# taz.de -- Semesterstart an der Internetuni: Studieren mit Moocs
       
       > Hunderttausende schreiben sich ein bei Iversity, der ersten deutschen
       > digitalen Massenuniversität. Selbst mit Gratiskursen verdient sie Geld.
       
 (IMG) Bild: Vorbild sind Plattformen wie Coursera und Udacity.
       
       POTSDAM taz | Mit diesem Echo hatte Dekan Winfried Gerling überhaupt nicht
       gerechnet. Als sich sein Fachbereich Design der Hochschule Potsdam vor
       Jahresfrist für den Wettbewerb „Lehren und Lernen im Web“ bewarb, winkte
       die Aussicht auf 25.000 Euro.
       
       Im Gegenzug wollte man eine netzkompatible Vorlesung anbieten, die nach
       Einschätzung Gerlings ein paar Tausend Wissenshungrige verfolgen würden.

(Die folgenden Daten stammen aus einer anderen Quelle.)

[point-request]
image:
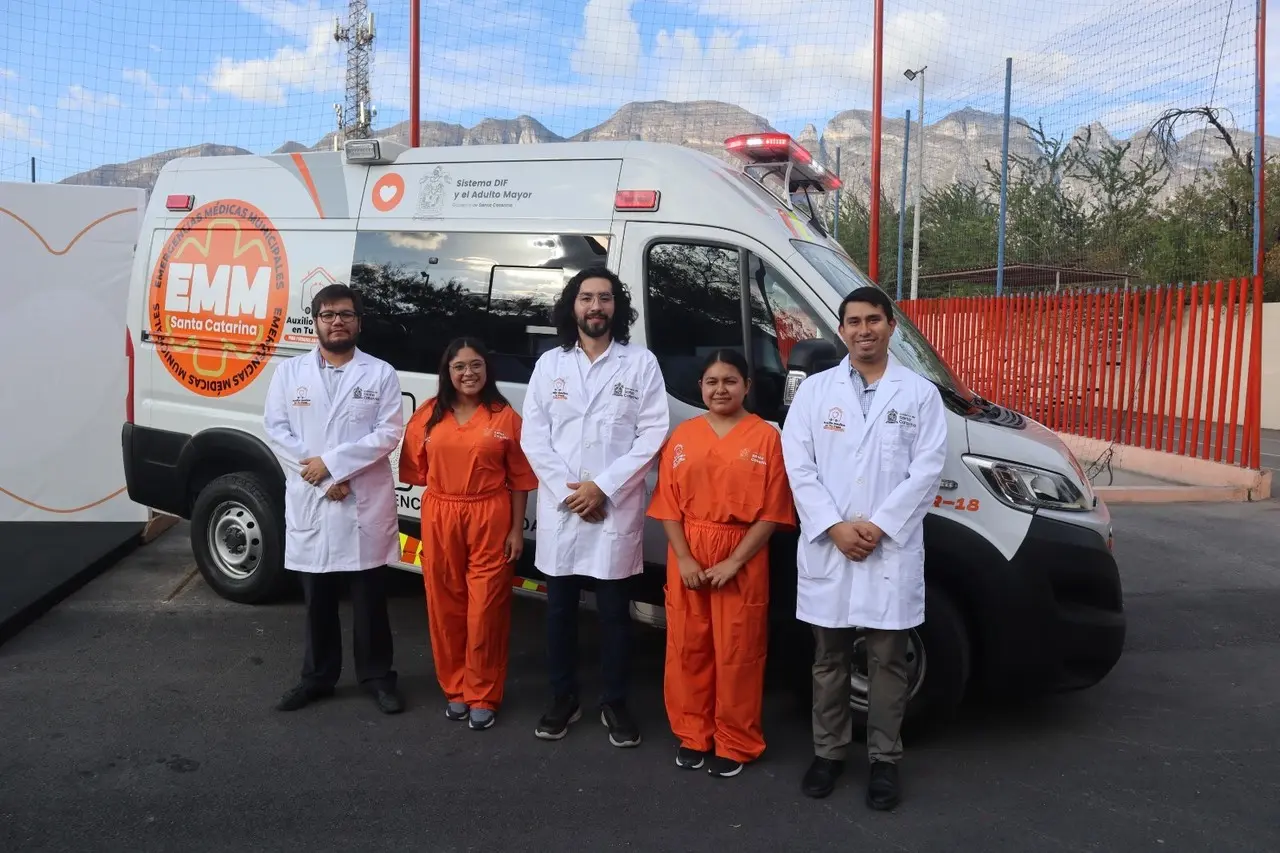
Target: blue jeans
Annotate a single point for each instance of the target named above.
(613, 601)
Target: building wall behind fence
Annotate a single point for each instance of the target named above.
(1141, 368)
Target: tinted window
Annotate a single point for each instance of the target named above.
(693, 306)
(424, 288)
(780, 318)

       Doch noch vor Beginn der ersten Vorlesung über die Zukunft des
       Storytellings, die am Freitag stattfand, steht die Brandenburger
       Fachhochschule im Blick der Weltöffentlichkeit.
       
       „Wir bekommen Anfragen aus Pakistan, Rumänien, Togo und den USA“, berichtet
       Gerling. Der Fachbereich hat extra einen Mitarbeiter für die
       Communitybetreuung abgestellt. Schon 46.000 Menschen haben sich eingetragen
       – minütlich werden es mehr. Ein gigantisches Auditorium für eine Hochschule
       mit rund 3.000 Studierenden.
       
       Das Phänomen heißt Mooc, gesprochen „Muuk“, und bedeutet Massive Open
       Online Cours. Moocs sind akademische Vorlesungen, an denen jeder teilnehmen
       kann, vorausgesetzt man hat Internetanschluss. Die Idee kommt aus Kanada
       und wurde in den USA groß, als Stanford-Professor Sebastian Thrun 2011
       einen Mooc mit 160.000 Teilnehmern abhielt. Im Jahr darauf machte sich
       Thrun mit [1][Udacity] selbstständig, einer Plattform, die in Kooperation
       mit amerikanischen Universitäten kostenlose Onlinekurse anbietet.
       
       Mit [2][Iversity] startete im Oktober die erste deutsche digitale
       Massenuniversität. Das Unternehmen aus Bernau bei Berlin bietet neben der
       Vorlesung über Storytelling mehr als 20 weitere Gratiskurse an. Sie
       beginnen jetzt beziehungsweise in einigen Monaten, die Zahl der
       Studierenden übersteigt bereits 200.000.
       
       Anders als abgefilmte Vorlesungen sind Moocs in verständliche Lerneinheiten
       von fünf bis zehn Minuten portioniert. Man schaut sich einen Film an und
       kann nebenbei das Wissensquiz lösen, alles auf hohem Niveau. Das muukige
       Element aber ist die Diskussionsplattform. „E-Learning war bisher eine
       einsame Angelegenheit. Bei einem Mooc wird der Gruppenfaktor greifbar, wenn
       Menschen aus aller Welt über den Inhalt der Vorlesung diskutieren“, erzählt
       Christoph Meinel vom Hasso-Plattner-Institut (HPI) in Potsdam.
       
       ## „Daten sind die neue Währung“
       
       Die massenhafte Nutzung macht Moocs auch kommerziell interessant. „Auch ein
       kostenloser Kurs hat seinen Preis. Daten sind die neue Währung“, erklärt
       Meinel. Jeder Onlinestudent hinterlässt während des Kurses eine Datenspur
       von der Registrierung bis zum Ausloggen. Jeder Mausklick wird erfasst: Wie
       lange braucht man für die Aufgaben, welche löst man richtig, wann steigt
       man aus. Für die Betreiber und die Professoren ist das eine wichtige
       Rückmeldung, um einzuschätzen, wie gut der Kurs ankommt. Aber auch für
       Firmen sind diese Daten interessant.
       
       Udacity verkauft bereits Nutzerdaten an Firmen, die Personal suchen. Auch
       für Iversity könnte dies eine mögliche Einnahmequelle sein, meint
       Sprecherin Julia Bader. So könnte man Firmen an Nutzer vermitteln, die dem
       gesuchten Stellenprofil entsprächen. „Selbstverständlich muss ein Nutzer
       zustimmen, im Falle eines Matchings von Iversity kontaktiert zu werden.“
       
       Eine weitere mögliche Einnahmequelle sind kostenpflichtige Kurszertifikate.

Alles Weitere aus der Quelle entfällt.